Giroir led the transition of this Center to the Texas A&M Health Science Center upon his appointment as Executive Vice President and CEO of the Health Science Center, and recruited Dr. Gerald Parker (then Deputy Assistant Secretary of Defense for Chemical and Biological Defense) as the new Principal Investigator for the Center.

During Giroir's two-years at the Health Science Center, research funding increased by 25% and federal funding by 65%. He led the development of a new strategic plan, formed a long term partnership with Houston Methodist Hospital, and outlined new expansion plans at the Texas Medical Center.

Health Science and Biosecurity Partners, LLC[edit]

After resigning from Texas A&M, Giroir founded Health Science and Biosecurity Partners, a consulting firm focused on life science innovation, strategy and investments. The firm serves a diverse portfolio of clients including academia, global corporations, the Federal Government, and life science ventures.

Other appointments[edit]

Giroir currently serves on the Scientific Advisory Boards of the Cancer Moonshots Program at MD Anderson Cancer Center, the A. Alfred Taubman Medical Research Institute at the University of Michigan, the Institute for Patient Safety at the University of North Texas Health Science Center, and is a member of the Board of Directors of Esperance Pharmaceuticals and BioHouston. He previously served on the Board of Managers for Kalon Biotherapeutics and NASA's National Space Biomedical Research Institute, the Scientific Advisory Board of the Biodesign Institute at Arizona State University and was a member of the Texas Medical Center Strategic Planning Steering Committee.

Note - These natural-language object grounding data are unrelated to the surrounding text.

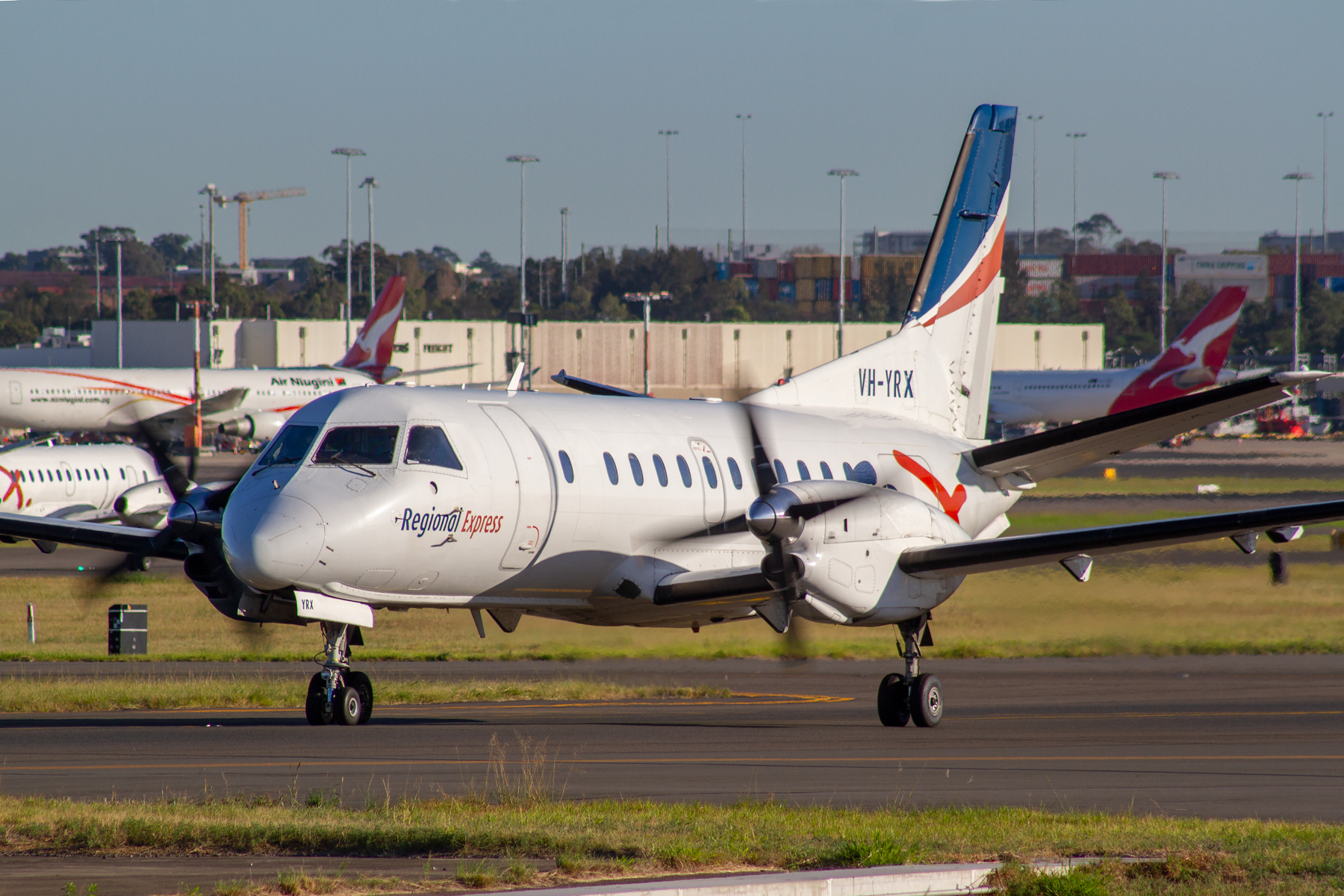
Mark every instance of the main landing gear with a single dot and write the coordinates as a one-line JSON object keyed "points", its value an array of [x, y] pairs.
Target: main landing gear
{"points": [[912, 696], [337, 695]]}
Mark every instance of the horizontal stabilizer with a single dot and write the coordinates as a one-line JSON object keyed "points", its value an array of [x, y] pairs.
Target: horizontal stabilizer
{"points": [[93, 535], [1028, 550], [1057, 452], [589, 388]]}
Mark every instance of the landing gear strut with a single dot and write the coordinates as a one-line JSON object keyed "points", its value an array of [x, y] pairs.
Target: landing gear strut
{"points": [[912, 696], [336, 694]]}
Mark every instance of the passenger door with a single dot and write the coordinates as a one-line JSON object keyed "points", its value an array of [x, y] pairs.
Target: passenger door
{"points": [[535, 488], [712, 480]]}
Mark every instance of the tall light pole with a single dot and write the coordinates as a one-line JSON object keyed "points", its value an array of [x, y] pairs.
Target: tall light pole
{"points": [[349, 250], [647, 299], [841, 173], [370, 184], [744, 120], [522, 260], [1074, 137], [211, 198], [564, 254], [1035, 246], [1297, 178], [1164, 176], [1325, 220], [670, 134]]}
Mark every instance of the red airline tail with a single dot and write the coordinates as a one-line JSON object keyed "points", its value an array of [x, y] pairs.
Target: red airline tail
{"points": [[371, 352], [1192, 361]]}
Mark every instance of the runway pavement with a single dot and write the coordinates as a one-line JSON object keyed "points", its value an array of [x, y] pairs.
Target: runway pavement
{"points": [[1218, 736]]}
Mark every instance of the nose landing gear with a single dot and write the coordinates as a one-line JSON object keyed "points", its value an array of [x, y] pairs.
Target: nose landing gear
{"points": [[912, 696], [336, 694]]}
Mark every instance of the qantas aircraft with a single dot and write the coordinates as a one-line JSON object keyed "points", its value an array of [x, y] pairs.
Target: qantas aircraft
{"points": [[1192, 363], [859, 494], [252, 403]]}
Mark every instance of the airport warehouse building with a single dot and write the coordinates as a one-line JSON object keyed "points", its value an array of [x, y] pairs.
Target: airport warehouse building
{"points": [[712, 361]]}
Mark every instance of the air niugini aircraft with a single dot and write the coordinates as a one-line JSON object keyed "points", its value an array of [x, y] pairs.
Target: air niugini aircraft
{"points": [[859, 494], [252, 403]]}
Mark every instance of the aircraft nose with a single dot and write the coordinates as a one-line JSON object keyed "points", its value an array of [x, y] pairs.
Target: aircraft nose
{"points": [[272, 541]]}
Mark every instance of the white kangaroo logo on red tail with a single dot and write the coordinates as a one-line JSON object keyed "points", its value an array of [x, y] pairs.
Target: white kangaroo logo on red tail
{"points": [[371, 352]]}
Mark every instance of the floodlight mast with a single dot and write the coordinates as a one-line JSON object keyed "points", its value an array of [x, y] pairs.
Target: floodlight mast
{"points": [[1297, 178], [370, 184], [841, 173], [1164, 176], [647, 299], [349, 152], [522, 265]]}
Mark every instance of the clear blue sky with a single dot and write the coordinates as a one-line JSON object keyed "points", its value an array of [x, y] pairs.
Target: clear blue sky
{"points": [[117, 113]]}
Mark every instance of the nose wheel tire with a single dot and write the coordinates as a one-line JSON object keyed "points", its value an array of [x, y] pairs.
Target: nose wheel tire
{"points": [[349, 706], [316, 709], [361, 682], [894, 702], [927, 702]]}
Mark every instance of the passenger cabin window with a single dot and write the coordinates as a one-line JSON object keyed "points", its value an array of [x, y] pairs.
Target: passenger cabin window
{"points": [[429, 445], [290, 447], [358, 445]]}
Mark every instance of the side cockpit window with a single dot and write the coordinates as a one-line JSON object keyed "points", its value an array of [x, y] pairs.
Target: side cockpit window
{"points": [[290, 447], [358, 445], [429, 445]]}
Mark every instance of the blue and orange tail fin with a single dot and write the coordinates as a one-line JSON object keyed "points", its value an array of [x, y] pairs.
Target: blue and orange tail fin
{"points": [[936, 368]]}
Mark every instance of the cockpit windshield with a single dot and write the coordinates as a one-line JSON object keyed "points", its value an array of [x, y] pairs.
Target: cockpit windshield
{"points": [[290, 447], [358, 445]]}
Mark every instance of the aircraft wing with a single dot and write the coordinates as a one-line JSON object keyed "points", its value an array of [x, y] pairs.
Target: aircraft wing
{"points": [[93, 535], [1057, 452], [1281, 524]]}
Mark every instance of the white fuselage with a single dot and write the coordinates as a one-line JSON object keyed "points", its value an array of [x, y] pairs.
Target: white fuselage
{"points": [[117, 401], [534, 520], [1055, 396], [42, 480]]}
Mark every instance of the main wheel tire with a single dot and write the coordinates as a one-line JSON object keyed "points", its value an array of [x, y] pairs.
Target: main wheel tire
{"points": [[927, 702], [894, 702], [361, 682], [316, 709]]}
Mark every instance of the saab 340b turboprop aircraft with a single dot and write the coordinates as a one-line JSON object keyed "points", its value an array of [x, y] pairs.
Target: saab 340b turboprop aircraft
{"points": [[252, 403], [859, 494], [1192, 363]]}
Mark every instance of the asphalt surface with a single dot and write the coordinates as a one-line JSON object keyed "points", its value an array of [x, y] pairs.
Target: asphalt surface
{"points": [[1216, 736]]}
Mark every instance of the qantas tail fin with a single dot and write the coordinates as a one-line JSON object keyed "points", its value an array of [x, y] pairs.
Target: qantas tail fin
{"points": [[936, 370], [1192, 361], [371, 352]]}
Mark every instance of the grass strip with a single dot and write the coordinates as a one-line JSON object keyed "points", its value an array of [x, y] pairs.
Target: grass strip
{"points": [[171, 692], [613, 839]]}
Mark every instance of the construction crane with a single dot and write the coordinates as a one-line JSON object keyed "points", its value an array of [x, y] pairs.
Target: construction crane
{"points": [[243, 202]]}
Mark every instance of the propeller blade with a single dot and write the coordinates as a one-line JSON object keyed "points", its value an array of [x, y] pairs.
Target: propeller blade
{"points": [[178, 481]]}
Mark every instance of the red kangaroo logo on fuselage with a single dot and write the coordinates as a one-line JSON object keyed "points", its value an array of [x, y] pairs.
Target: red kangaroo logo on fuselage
{"points": [[951, 503]]}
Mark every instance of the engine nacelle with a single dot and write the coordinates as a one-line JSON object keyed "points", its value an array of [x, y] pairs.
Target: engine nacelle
{"points": [[144, 505], [262, 425], [850, 558]]}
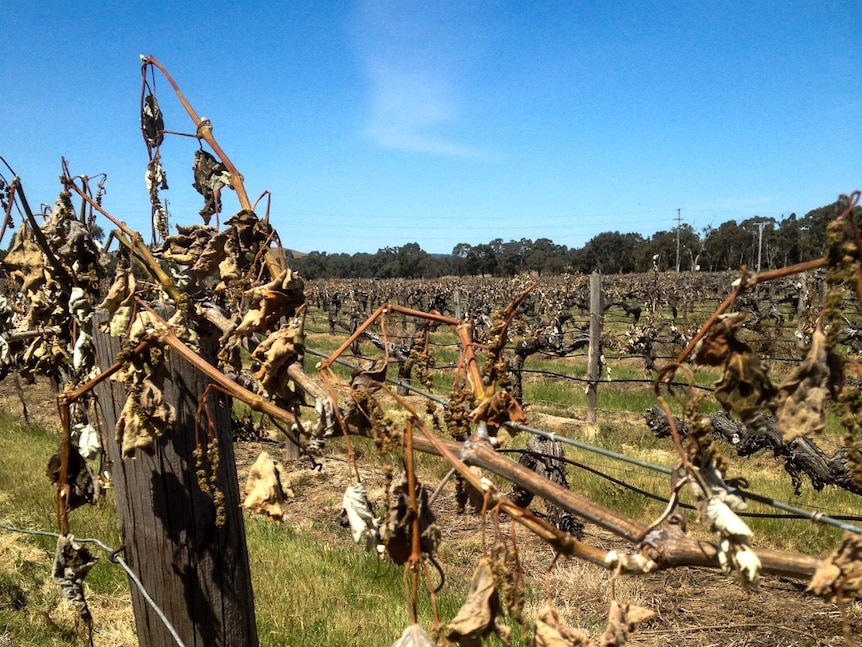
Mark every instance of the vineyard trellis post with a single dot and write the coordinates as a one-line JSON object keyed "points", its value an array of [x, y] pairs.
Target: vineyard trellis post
{"points": [[594, 365], [195, 568]]}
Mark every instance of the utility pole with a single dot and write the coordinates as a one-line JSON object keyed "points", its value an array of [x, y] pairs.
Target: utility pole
{"points": [[760, 226]]}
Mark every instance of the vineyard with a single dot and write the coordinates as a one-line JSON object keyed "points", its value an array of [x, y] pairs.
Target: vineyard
{"points": [[468, 438]]}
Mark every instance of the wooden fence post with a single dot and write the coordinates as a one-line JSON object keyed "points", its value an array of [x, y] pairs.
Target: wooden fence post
{"points": [[594, 365], [195, 571]]}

He has appeared extensively in the media including CNBC, CNN, Reuters, New York Times, USA Today and BBC World Service Radio.

Awards[edit]

US DoD Outstanding Public Service Award BAR.svg Secretary of Defense Medal for Outstanding Public Service

Texas A&M University System Award for Innovation

Alpha Omega Alpha, University of Texas Southwestern Medical Center

American Heart Association, Lyndon Baines Johnson Research Award

Society for Pediatric Research

Dallas Business Journal, Health Care Hero Award

Society of Critical Care Medicine, "SCCM Annual Scientific Award"

Society of Critical Care Medicine, "Presidential Citation"

Child Magazine, "Ten pediatricians who make a difference"

National High School Debate Champion

National Merit Scholar

John Harvard Scholar

Personal life[edit]

Giroir and his wife, Jill, have two daughters, Jacqueline and Madeline.